Geek picture Geek · Aug 6, 2012 · Viewed 14.1k times · Source

As far as I know both the linked list and array can grow without bounds or am I wrong ? But when I have gone through the documentation in the Executor Service I see this :

Unbounded queues. Using an unbounded queue (for example a LinkedBlockingQueue without a predefined capacity) will cause new tasks to wait in the queue when all corePoolSize threads are busy. Thus, no more than corePoolSize threads will ever be created. (And the value of the maximumPoolSize therefore doesn't have any effect.)

So does the Unbounded Queue property changes when the LinkedBlockingQueue has a defined capacity ?
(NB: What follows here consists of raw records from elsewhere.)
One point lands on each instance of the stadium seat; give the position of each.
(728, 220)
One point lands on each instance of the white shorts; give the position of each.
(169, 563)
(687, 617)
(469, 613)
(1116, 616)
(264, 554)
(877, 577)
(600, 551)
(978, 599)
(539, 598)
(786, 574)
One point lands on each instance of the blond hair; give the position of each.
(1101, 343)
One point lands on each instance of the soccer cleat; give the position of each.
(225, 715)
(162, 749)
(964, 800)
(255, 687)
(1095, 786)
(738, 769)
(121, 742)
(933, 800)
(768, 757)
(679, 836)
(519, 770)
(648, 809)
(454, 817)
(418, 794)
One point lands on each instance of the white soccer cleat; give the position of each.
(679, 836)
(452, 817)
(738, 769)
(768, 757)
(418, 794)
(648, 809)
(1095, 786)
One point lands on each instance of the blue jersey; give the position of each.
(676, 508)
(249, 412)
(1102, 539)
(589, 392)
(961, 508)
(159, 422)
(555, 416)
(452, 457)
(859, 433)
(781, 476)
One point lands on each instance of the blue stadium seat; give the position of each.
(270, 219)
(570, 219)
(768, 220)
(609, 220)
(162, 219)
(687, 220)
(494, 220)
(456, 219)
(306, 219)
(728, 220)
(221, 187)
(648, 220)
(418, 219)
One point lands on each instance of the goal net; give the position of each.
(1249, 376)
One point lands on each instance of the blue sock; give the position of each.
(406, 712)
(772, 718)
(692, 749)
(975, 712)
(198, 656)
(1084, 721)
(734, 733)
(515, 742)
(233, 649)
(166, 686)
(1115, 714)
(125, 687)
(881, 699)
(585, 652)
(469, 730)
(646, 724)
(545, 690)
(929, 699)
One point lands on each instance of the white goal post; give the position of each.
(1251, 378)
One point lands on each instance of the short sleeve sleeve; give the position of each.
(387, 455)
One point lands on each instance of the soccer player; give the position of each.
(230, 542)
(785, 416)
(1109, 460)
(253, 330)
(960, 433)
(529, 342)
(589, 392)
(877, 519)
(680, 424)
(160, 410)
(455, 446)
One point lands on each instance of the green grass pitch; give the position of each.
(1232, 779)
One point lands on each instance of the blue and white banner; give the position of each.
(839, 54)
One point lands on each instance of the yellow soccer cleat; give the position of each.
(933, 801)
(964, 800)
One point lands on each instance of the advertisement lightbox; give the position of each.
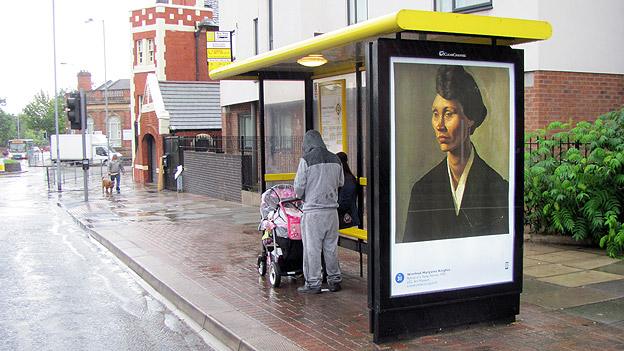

And this written for ArrayBlockingQueue:

Bounded queues. A bounded queue (for example, an ArrayBlockingQueue) helps prevent resource exhaustion when used with finite maximumPoolSizes, but can be more difficult to tune and control. Queue sizes and maximum pool sizes may be traded off for each other: Using large queues and small pools minimizes CPU usage, OS resources, and context-switching overhead, but can lead to artificially low throughput. If tasks frequently block (for example if they are I/O bound), a system may be able to schedule time for more threads than you otherwise allow. Use of small queues generally requires larger pool sizes, which keeps CPUs busier but may encounter unacceptable scheduling overhead, which also decreases throughput.

Answer

Andrzej Doyle picture Andrzej Doyle · Aug 6, 2012

Why do you think that an ArrayBlockingQueue can grow without bounds? From its own documentation:

This is a classic "bounded buffer", in which a fixed-sized array holds elements inserted by producers and extracted by consumers. Once created, the capacity cannot be increased. Attempts to put an element into a full queue will result in the operation blocking; attempts to take an element from an empty queue will similarly block.

In other words, once it gets full, it's full - it doesn't grow.
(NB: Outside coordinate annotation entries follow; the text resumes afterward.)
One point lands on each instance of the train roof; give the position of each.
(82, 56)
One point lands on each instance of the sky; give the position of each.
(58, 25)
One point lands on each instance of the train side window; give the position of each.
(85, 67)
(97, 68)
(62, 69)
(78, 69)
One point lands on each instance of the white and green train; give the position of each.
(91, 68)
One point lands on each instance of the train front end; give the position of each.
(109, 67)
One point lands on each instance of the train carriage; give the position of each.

Are you getting confused with an ArrayList by any chance - which is also backed by an array, but which expands this as required?

So does the Unbounded Queue property changes when the LinkedBlockingQueue has a defined capacity ?

Yes, hence why it's described as "optionally-bounded" in its Javadocs. Furthermore, the docs state that (emphasis mine):

The optional capacity bound constructor argument serves as a way to prevent excessive queue expansion. The capacity, if unspecified, is equal to Integer.MAX_VALUE. Linked nodes are dynamically created upon each insertion unless this would bring the queue above capacity.